The underlined wording, potentially expanding the test to take into account a range of public policy considerations beyond dishonesty, was subject to subsequent obiter judicial discussion in the Curless v Shell International Ltd[5]. The Court of Appeal in those proceedings concluded this was incorrect and there remained a need for a degree of dishonesty.
The current scope of the exception was considered in the recent case of Barrowfen Properties Ltd v Patel[6]. The Court held that the exception could apply to allegations of breaches of the Companies Act 2006 relating to obligations owed by company directors if those “…allegations involve fraud, dishonesty, bad faith or sharp practice or where the director consciously or deliberately prefers his or her own interests over the interests of the company and does so "under a cloak of secrecy". The case is of interest as the breaches complained of would not necessarily lead to a conclusion of dishonest conduct, but the Court confirmed there must also be an additional element of the Defendant’s actions of the type described in BBGP.
The appropriate test to consider before disapplying the fundamental principle that individuals or businesses should be free to take legal advice without fear of it becoming public is undoubtedly a difficult one. Clearly, it must be for the party seeking to apply the exception to show there is some form of prima facie case to be answered. In addition, given the breadth of potential wrongdoing that would otherwise be concealed behind the cloak of legal privilege, English law must be sufficiently flexible to allow a claimant to access the documents it needs to prove its case in circumstances other than a clear case of criminal fraud.
Conversely, judges need to be careful when applying the doctrine that they do not expand the criteria to such an extent that every decision taken by a business or individual can subsequently be scrutinized by a third party. As the Court of Appeal found in Shell, it would be inappropriate to allow inspection of documents where the nature of the advice is that given by lawyers “day in, day out”.

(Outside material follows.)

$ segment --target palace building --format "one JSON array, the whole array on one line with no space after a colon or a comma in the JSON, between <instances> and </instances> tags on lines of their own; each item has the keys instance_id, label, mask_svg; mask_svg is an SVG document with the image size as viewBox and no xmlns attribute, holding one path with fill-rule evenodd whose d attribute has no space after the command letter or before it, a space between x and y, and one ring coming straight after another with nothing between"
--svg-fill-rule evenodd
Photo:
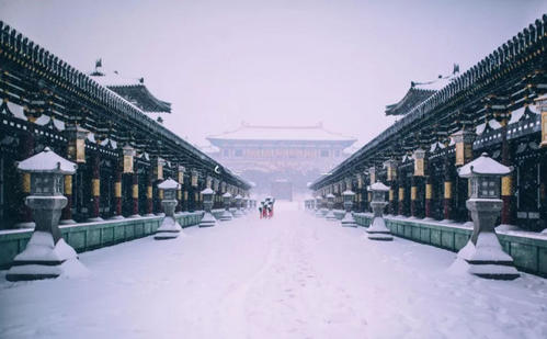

In conclusion, borrowing a passage from the leading judgment in Shell, the scope of the exception and whether “public policy” criteria should apply will continue to be debated and “…is an important argument, which will no doubt have to be decided one day…” in the future!
Footnotes
[1] JSC BTA Bank v Ablyazov & Ors [2014] EWHC 2788 (Comm) and Addlesee v Dentons Europe LLP [2020] EWHC 238 (Ch),
[2] Brent LBC v Kane [2014] EWHC 4564 (Ch),
[3] Curless v Shell International Ltd [2019] EWCA Civ 1710.
[4] Following the judgment in Barclays Bank Plc v Eustice [1995] EWCA Civ 29,
[5] [2019] EWCA Civ 1710,
[6] Barrowfen Properties v Patel & Ors [2020] EWHC 2536 (Ch).